Com sua serena lucidez, a ministra Cármen Lúcia fez uma ressalva ao votar
pela condenação de José Genoino e José Dirceu: "Não estou julgando a
história de pessoas que em diversas ocasiões tiveram a vida reta. Estou
julgando os fatos apresentados nestes autos." O mesmo poderia ser dito em
relação ao PT, cuja trajetória até estourar o escândalo do mensalão foi também
reta. Não são os princípios programáticos do Partido dos Trabalhares que estão
sendo condenados pelo STF, "não é a história, mas os fatos", como
também afirmou o decano Celso de Mello. O que se condena é um acidente grave de
percurso, um mau passo, um enorme desvio de conduta. Em reunião com seu
Ministério no dia 12 de agosto de 2005, Lula, chocado com as revelações sobre
dirigentes do partido, desabafou: "Eu me sinto traído por práticas
inaceitáveis sobre as quais eu não tinha qualquer conhecimento. Não tenho
nenhuma vergonha de dizer que nós temos de pedir desculpas. O PT tem de pedir
desculpas. O governo, onde errou, precisa pedir desculpas."
Por que não pedir agora? Por que o Lula de 2012 reage ao julgamento mandando
seus companheiros receberem o castigo de "cabeça erguida", como se
houvesse algum motivo para soberba? Seria tão mais honesto, tão mais coerente
com as origens éticas do partido se, em vez de desqualificar o trabalho do
Supremo com suspeitas infundadas e se, em lugar de responsabilizar a mídia, os
réus mensaleiros aceitassem o revés com humildade e fizessem uma corajosa
autocrítica como pedia Lula sete anos atrás.

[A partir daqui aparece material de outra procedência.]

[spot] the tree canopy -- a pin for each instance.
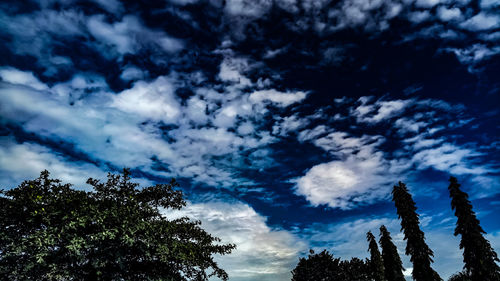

Como dirigentes partidários ousam suspeitar da isenção de uma Corte cujos
membros em sua maioria foram indicados por Lula e Dilma e que, portanto, não
têm qualquer razão para lhes ser deliberadamente hostis? Que interesses
levariam esses juízes a sacrificar suas reputações para "condenar sem
provas"? Como colocar em dúvida a correção de um personagem como Joaquim
Barbosa, que pode ter um temperamento difícil, mas cuja opção política é
conhecida (há dias, ele confessou em entrevista ter votado três vezes em Lula,
sem arrependimento, porque "as mudanças e avanços no Brasil nos últimos
dez anos são inegáveis").
Os petistas acreditam ter motivos de queixa pelo rigor inédito do STF, que,
espera-se, não seja de exceção, aplicado apenas nesse caso. Mas, ao se recusar
a assumir a culpa que lhe cabe, o PT perdeu a oportunidade histórica de ser
diferente também no erro, como foi um dia nos acertos.